The Roseveldts were coming down the steps, and Milly heard it too, and waved her handkerchief, and Stacey opened the carriage door and waved his hat to her—though the drum corps thought it was in acknowledgment of their salute, and closing round Woodpecker and his wheelbarrow escorted him down the Avenue.

There were tears in Mrs. Fitz Simmons’s eyes as she pressed her husband’s hand, and the Commodore, not wishing to show his satisfaction too plainly, asked who that pretty girl was who waved her handkerchief so enthusiastically.

“You don’t deserve it, you young dog,” he asserted. “Now if she had smiled in that way at me I would have cared more for it than for all the hullabaloo those young rascals are making.”

“Perhaps I do,” was the reply on Stacey’s lips, but it was uttered so quietly that only his mother heard it, and understood as mothers always do.

And then through the days that followed, Stacey buckled down to hard work again, and won, as such work is sure to win, its reward.

“Passed his examinations, admitted to Harvard! Why, of course,” said the Commodore. “There never was any doubt of it.” But Stacey knew that there had been great doubt, and that the expression of esteem by which he was held by his classmates, which had pleased his father so much, was a very slight thing compared to this quiet victory, gained through hours of unregarded toil and for which no cheers were shouted or flowers borne after him in noisy triumph.
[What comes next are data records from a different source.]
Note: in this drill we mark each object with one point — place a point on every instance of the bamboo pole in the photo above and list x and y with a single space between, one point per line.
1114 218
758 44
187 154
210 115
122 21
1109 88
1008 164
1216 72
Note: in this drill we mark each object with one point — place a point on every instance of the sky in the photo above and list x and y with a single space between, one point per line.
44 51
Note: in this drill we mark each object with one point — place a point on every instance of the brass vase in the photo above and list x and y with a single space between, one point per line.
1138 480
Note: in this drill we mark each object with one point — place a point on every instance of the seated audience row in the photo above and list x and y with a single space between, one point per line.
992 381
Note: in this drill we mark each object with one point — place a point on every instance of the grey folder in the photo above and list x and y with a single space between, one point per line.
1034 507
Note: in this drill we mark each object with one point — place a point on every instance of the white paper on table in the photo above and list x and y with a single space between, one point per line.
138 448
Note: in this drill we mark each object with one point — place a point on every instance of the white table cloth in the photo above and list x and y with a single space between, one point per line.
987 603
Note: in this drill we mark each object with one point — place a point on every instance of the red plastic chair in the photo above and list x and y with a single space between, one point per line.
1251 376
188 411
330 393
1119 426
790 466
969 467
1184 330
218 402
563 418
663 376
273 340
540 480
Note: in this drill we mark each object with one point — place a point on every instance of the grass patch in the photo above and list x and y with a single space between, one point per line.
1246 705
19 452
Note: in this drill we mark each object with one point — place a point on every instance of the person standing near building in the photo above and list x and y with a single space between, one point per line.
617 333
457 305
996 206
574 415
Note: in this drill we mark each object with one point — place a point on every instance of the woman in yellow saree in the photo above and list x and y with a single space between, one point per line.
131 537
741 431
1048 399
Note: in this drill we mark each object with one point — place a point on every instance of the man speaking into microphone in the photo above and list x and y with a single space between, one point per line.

The opening of the college gates was the entering of a better race for Stacey. He felt that he was now indeed a man, and must put away childish things.

We of the Amen Corner had been chatting together, the evening before our commencement, of what we intended to do during vacation. “First of all,” said Adelaide, “I want some home life. I want to get acquainted with my own mother. I feel now that we can be companionable. I am not very learned, it is true, but I am certainly more mature than when we were together last. I ought to be not only a help to her, but a sort of comrade. She has kept herself young at heart, and her society will recompense me in part for the loss of yours. We are going to study music seriously together. She plays my accompaniments very nicely. Indeed, I think she has more talent than I have, only she is out of practice, and her repertoire is a little old-fashioned, but it will be very easy for her to put herself in touch with modern requirements. Then father has planned a delightful occupation for me. You know how fond I am of practical architecture. Well, he has purchased a delightful old colonial mansion in Deerfield, a charming village in western Massachusetts. It is an old homestead which has fallen into disrepair from having been long unoccupied, for the family which once inhabited it have all died. The one distant relative who owns the place lives in the West, and has sold it to father. I am to have the direction of all the repairs and restorations, and I mean to truly restore the old house to its original condition. We will board in the village while the changes are being made. It will be just the place for Jim to grow strong in. Father writes that it has the loveliest elm-shaded street, and a hundred different drives over the hills and along its three rivers.”

“You need not tell us anything about Deerfield,” Winnie interrupted. “Tib and I drove through the old town on our coaching trip. It is the most charming spot that I ever saw. I congratulate you on having such a delightful prospect before you.”

“And I hereby invite you all to come to the hanging of the crane when my restorations are finished,” Adelaide continued cordially. “That will be in September, I think, for they will take all summer at least, and you’ve no idea how I shall enjoy planning everything and directing the workmen. Jim and I are going to carve some of the woodwork ourselves. We will have a portico like that at Mount Vernon, with Ionic columns, and the windows will have tiny panes and broad seats, and there are to be china closets with glass doors, and fan work carved over the mantelpieces, and a raftered ceiling with a great ‘summer-tree’ in the ‘keeping room.’ I shall enjoy it more than I can make you understand. I don’t mean so much the possession of the house when it is done, as altering it, for I love architecture, and wish I could be an architect. So much for my plans. What are yours, Tib?”